In most organizations the application of design thinking involves seven activities. Each generates a clear output that the next activity converts to another output until the organization arrives at an implementable innovation. But at a deeper level, something else is happening—something that executives generally are not aware of. Though ostensibly geared to understanding and molding the experiences of customers, each design-thinking activity also reshapes the experiences of the innovators themselves in profound ways.

  1. Customer Discovery – understanding the users’ job(s) to be done. 
  2. Immersion – role playing to feel, see, think, touch, experience everything the customer feels
  3. Sense Making – mapping patterns into clusters, data points, and key takeaways (with Post-It® notes)
  4. Alignment – building team consensus around what is the correct problem to be solving.
  5. Ideationdivergence of ideas to explore the most outlier potential solutions to accomplish the goal(s).
  6. Articulationconvergence of ‘achievable’ ideas to explore a select few from the wide basket of possibilities.
  7. Prototyping – developing rudimentary, hypothesis-driven tests that yield actionable responses/results to prove (or disprove) the solution’s ability to reduce friction and solve pain.

‘A design process to design a process’ I thought to myself. I had always figured my old late-night ‘brainstorming’ sessions over a glass of wine seemed to always produce a few clever, creative ideas. While on paper, Design Thinking seemed a bit redundant, in reality, it was quite the opposite. 

With one of my e-commerce sites, I quickly decided to implement the methodology to see if it was all that it was cracked up to be – here’s what I found out. 

I decided to contact a dozen or so customers (some frequent shoppers and others infrequent), to gauge their feedback on the site’s user experience. 

I’d ask each customer a series of the same 5 questions: 

1. If we removed one thing from our store, what would be the one thing that would cause you to begin to shop elsewhere and never return?

2. When something goes wrong with your order, what is the most frustrating part? 

3. What would be the one thing we could do that would pleasantly surprise you on your next order?

4. Tell us about a time when you used the products you purchased from our site, where it helped you accomplish something, and how that helped you?

5. If we disappeared tomorrow, or were unable to deliver the items to you for a month, how might you get the results you are seeking? Would you buy from someone else, if so who? Do you have another innovative solution to solve your need in a pinch?

The answers poured in like I’ve never seen before – some in anecdotal irony, others with an undertone of dismay, but all shrouded with varying degrees of emotion that helped me feel what my customers journeys were.  

The goal of Design Thinking, I realized in that very moment, was to feel. It wasn’t to sell. It wasn’t to reply. It was to feel

That feeling changed my life as both an entrepreneur and a startup advisor forever.
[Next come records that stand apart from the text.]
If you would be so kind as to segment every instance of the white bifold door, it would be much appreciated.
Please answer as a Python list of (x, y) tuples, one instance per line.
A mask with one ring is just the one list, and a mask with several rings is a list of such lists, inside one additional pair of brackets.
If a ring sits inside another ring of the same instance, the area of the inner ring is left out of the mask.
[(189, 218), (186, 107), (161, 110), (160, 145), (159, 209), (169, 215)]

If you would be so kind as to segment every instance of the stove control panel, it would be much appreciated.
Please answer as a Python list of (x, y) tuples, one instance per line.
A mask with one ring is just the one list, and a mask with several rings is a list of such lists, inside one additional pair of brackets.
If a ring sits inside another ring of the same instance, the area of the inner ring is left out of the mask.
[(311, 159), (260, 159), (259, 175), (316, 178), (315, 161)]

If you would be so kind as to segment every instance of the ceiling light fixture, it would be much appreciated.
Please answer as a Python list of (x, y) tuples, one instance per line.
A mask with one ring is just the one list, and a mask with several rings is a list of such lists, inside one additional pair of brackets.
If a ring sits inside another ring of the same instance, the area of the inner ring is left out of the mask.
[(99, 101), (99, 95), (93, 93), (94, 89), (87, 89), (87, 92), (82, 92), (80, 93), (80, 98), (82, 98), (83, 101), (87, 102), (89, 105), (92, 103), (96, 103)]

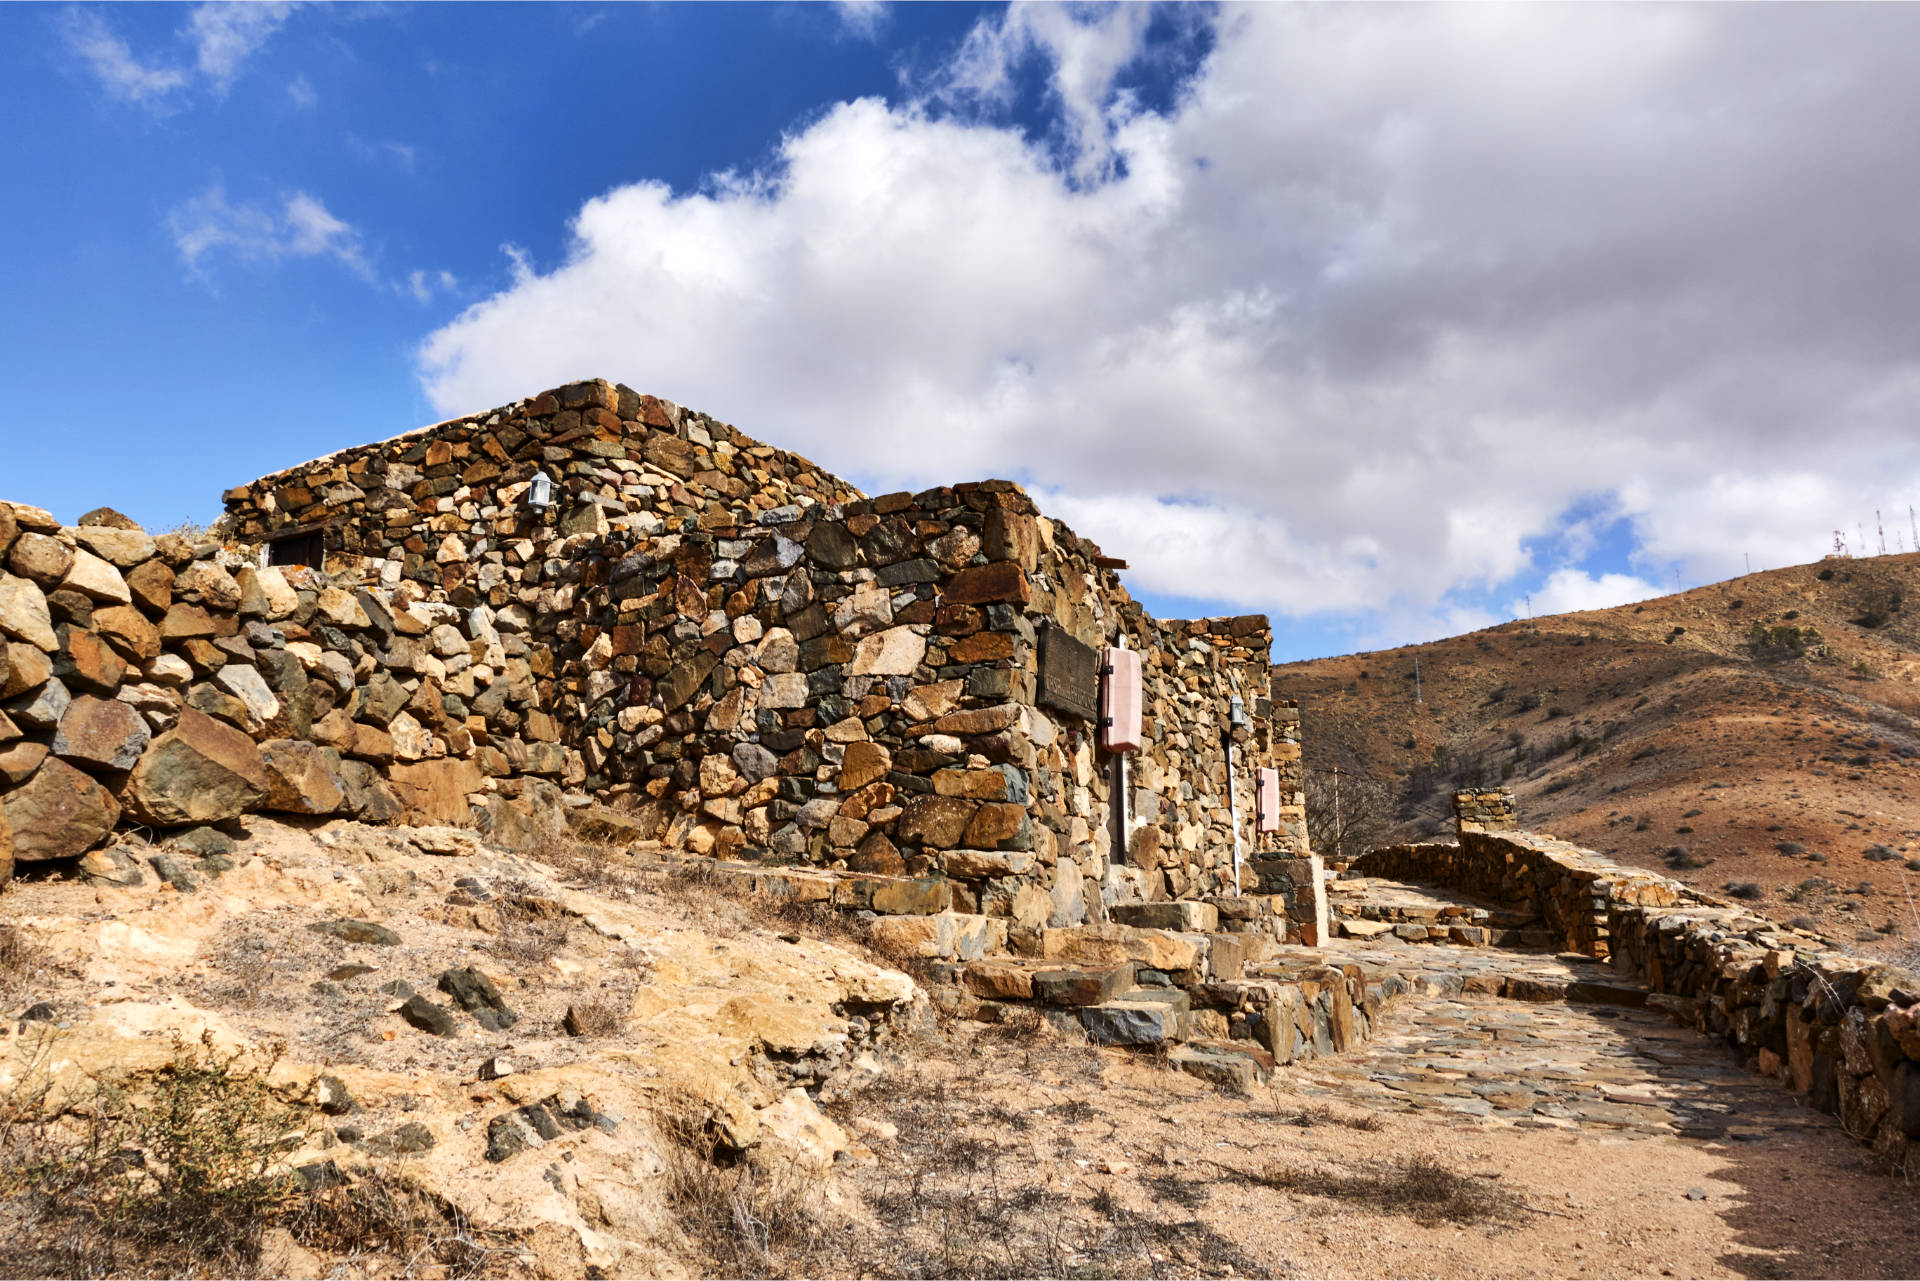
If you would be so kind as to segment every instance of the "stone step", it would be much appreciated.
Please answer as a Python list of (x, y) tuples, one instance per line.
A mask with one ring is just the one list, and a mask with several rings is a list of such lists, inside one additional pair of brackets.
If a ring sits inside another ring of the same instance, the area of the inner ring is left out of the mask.
[(1193, 997), (1177, 987), (1136, 987), (1120, 995), (1122, 1001), (1152, 1001), (1165, 1005), (1174, 1011), (1185, 1014), (1193, 1009)]
[[(1182, 993), (1185, 995), (1185, 993)], [(1127, 999), (1081, 1007), (1080, 1025), (1095, 1045), (1160, 1045), (1182, 1040), (1191, 1017), (1170, 1001)]]
[(1133, 987), (1131, 962), (1119, 965), (1036, 970), (1033, 999), (1047, 1005), (1099, 1005)]
[(1174, 930), (1188, 934), (1213, 934), (1220, 929), (1220, 909), (1211, 903), (1193, 899), (1116, 903), (1110, 909), (1110, 914), (1120, 924), (1137, 929)]
[(868, 925), (873, 946), (901, 956), (977, 961), (1007, 950), (1007, 918), (972, 912), (931, 916), (876, 916)]
[(1245, 1041), (1196, 1040), (1176, 1045), (1167, 1061), (1215, 1085), (1251, 1089), (1273, 1075), (1273, 1055)]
The ability to empathize with another person on a deeply profound level, put myself in their shoes as they try to solve the pain in their life, and to share in the hope that the product that they discovered serendipitously on my website might actually free them from that struggle, well, that was eye-opening.

My old way of brainstorming was missing the most important piece – the user’s emotion. 

With Design Thinking, I now had a way, a framework, a strategy to uncover that emotion, and re-design all of the touch points of my user’s experience with that in mind. 

Today, as a startup advisor, I implore founders to throw out the business plan, put away the spreadsheet and the slide deck, and use Design Thinking to drive their companies forward. In so doing, they achieve incredible user feedback, design more innovative solutions that deeply resonate with customers, and use their customers as the fuel for innovation.

In today’s uncertain times, we must re-discover the journey of our customers that we once thought we knew, as emotions globally have changed for the foreseeable future. What we once knew must now be re-experienced, and our businesses must be re-imagined to serve those needs moving forward.